Airbus’ A350-1000 takes to the skies this week during the flying display at the 2024 Singapore Airshow, as the Franco-German manufacturer continues its campaign to promote sustainable aviation fuel (SAF).

The OEM conducted a refueling demonstration on Sunday at Changi Airport in Singapore, pumping 12.8 tonnes of a 35 percent blend of SAF with conventional jet-A fuel into the widebody. The additional fuel brought the total amount in the A350 to 21.8 tonnes of the SAF blend, enough to accommodate the series of demonstrations during the flying displays throughout the week.

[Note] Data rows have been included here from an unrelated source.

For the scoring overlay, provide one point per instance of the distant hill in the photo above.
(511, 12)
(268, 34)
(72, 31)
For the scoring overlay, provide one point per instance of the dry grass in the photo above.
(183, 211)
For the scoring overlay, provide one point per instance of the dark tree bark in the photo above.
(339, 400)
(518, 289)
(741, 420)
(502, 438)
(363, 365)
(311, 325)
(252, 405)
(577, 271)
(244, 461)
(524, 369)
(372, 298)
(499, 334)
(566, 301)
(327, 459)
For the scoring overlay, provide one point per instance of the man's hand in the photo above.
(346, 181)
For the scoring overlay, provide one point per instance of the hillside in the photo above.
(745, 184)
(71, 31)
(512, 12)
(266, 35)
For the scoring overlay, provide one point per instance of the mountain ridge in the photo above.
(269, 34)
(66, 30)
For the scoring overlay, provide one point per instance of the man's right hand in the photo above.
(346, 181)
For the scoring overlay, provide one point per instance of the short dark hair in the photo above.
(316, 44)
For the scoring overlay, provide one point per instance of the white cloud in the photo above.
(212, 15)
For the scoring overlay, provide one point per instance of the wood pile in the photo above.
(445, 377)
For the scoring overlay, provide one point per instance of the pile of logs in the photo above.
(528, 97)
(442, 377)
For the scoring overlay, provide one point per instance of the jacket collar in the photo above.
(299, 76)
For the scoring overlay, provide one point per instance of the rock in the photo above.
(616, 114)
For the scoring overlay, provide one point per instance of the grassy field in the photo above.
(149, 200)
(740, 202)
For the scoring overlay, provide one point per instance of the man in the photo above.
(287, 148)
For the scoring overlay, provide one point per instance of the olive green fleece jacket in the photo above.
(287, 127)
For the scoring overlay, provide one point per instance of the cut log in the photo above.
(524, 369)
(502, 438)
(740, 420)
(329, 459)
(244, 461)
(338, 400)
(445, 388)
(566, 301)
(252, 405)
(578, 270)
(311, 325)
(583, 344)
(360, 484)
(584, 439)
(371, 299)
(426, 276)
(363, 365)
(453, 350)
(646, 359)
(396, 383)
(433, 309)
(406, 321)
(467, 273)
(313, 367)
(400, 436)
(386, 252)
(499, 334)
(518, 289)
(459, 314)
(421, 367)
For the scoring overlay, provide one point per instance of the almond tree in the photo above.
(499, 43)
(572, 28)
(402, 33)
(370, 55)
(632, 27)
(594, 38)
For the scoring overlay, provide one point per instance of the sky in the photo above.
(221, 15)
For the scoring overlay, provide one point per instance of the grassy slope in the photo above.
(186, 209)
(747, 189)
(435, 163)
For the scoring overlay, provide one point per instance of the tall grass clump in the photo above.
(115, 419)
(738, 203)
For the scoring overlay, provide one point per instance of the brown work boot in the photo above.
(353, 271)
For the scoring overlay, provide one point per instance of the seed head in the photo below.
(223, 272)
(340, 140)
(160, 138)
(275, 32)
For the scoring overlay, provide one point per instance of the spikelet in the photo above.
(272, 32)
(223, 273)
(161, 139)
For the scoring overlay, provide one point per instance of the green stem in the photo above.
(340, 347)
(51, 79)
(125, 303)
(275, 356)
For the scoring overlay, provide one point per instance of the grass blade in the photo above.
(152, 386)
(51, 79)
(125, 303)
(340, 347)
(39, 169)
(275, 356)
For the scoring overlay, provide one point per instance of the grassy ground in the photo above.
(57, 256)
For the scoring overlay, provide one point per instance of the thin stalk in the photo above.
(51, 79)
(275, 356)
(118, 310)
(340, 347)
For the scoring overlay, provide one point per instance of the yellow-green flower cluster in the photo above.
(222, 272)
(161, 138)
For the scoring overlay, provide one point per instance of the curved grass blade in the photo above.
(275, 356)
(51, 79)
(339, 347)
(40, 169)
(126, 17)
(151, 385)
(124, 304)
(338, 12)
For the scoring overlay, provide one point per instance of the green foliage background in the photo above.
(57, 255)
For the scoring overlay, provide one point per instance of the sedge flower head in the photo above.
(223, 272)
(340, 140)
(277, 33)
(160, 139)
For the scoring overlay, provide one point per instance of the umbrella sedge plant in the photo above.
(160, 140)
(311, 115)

Shell Aviation supplied the fuel under the International Sustainability & Carbon Certification EU requirements and provided through the HEFA-SPK (hydroprocessed esters and fatty acids synthetic paraffinic kerosene) pathway, which uses feedstock from cooking oil and tallow.

The demonstration is part of a larger effort to help push the industry toward the adoption of 100 percent SAF. “Airbus is committed to supporting and developing the SAF ecosystem, and this is part of what we are doing,” said Hélène Burger, Airbus’s head of international cooperation and sustainability for the APAC region.

The current availability of SAF represents just a tiny percentage of what the industry eventually will need, Burger explained. He noted the importance of continuing to educate regulators, fuel producers, distributors, and operators about the need for SAF and the safety of its use.

All Airbus aircraft can operate with a blend of up to 50 percent SAF. Testing continues to move toward 100 percent SAF, with which Airbus already has accomplished initial trials on the A380 four-engine model. The company plans an array of tests—from hot to cold weather trials—to demonstrate that 100 percent SAF could become a seamless drop-in.

Airbus has set a target for all of its aircraft to be capable of operating with up to 100 percent SAF by 2030—a critical component of the overarching industry goal of reaching net-zero carbon emissions by 2050. On average, SAF can reduce CO2 emissions by 80 percent over an aircraft’s lifecycle (from production to end use) compared with fossil fuels.

In addition to airshow displays, Airbus already has begun to help its customers transition to SAF by delivering its aircraft with a 5 percent SAF blend at no additional charge.